Taylor County -- With 72.6% of the votes, residents here overwhelmingly repealed an existing one-cent discretionary tax and replaced it with one to fund a new regional medical center for Doctor's Memorial Hospital (DMH). The tax takes effect Jan. 1, for a period not to exceed 30 years, and will be used to back a $21-million bond issue to pay for construction. In 1997, county-owned DMH was the only hospital in Florida with fewer than 100 beds to be named one of the Top 100 Hospitals in the U.S.

Overheard
Jack Neal faced a defining moment when he tried to register to run for mayor in Century, a town of about 2,000 in northern Escambia County. The issue: Where, exactly, is his "residence"?

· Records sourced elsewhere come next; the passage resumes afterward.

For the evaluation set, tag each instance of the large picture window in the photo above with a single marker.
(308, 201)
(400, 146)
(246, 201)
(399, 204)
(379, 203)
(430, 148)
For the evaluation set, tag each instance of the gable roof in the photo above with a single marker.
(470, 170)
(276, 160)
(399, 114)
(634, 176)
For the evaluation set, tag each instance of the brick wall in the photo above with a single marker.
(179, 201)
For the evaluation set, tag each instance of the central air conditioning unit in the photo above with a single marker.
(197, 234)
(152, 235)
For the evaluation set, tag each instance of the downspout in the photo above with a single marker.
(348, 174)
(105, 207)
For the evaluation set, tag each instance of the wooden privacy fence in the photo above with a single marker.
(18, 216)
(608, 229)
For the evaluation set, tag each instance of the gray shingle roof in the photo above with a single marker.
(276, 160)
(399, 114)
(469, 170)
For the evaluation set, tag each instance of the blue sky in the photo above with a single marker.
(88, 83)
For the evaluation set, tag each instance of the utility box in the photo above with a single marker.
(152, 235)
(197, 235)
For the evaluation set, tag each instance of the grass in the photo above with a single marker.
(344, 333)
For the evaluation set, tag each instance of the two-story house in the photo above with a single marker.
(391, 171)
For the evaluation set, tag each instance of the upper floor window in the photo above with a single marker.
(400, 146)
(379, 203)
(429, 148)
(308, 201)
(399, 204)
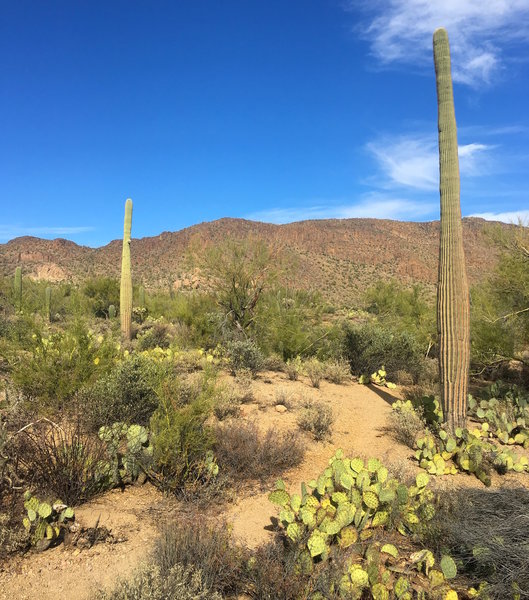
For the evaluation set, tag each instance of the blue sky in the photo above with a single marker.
(277, 111)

According to the town charter, candidates for city office must have lived inside city limits for no less than six months. Neal, the owner of the Alger-Sullivan Lumber Co., owns a house about a quarter-mile outside Century's city limits -- that's where his wife lives, and that's where he spends his nights.

Neal's driver's license, however, lists the company's address as his place of residence. The company, unlike his house, is inside Century's city limits. When Century City Hall mails the monthly water bill for Neal's house, the bill goes to the lumber company's mailing address.

When Neal tried to throw his hat in the ring, town clerk Ray Lawson refused to accept his application and fee to enter the mayor's race. Lawson said he knew that Neal didn't live at the lumber company -- regardless what his driver's license says.

Neal got a lawyer, and a judge ordered the town to put his name on the ballot. The town council appealed, and its lawyer petitioned the court to delay the election until a judge rules on whether Neal can run.

Lawson says he expects a ruling by Dec. 15. As soon as he knows whether Neal officially lives with his wife at his house or with the plywood at the lumberyard, he'll post notices of the election.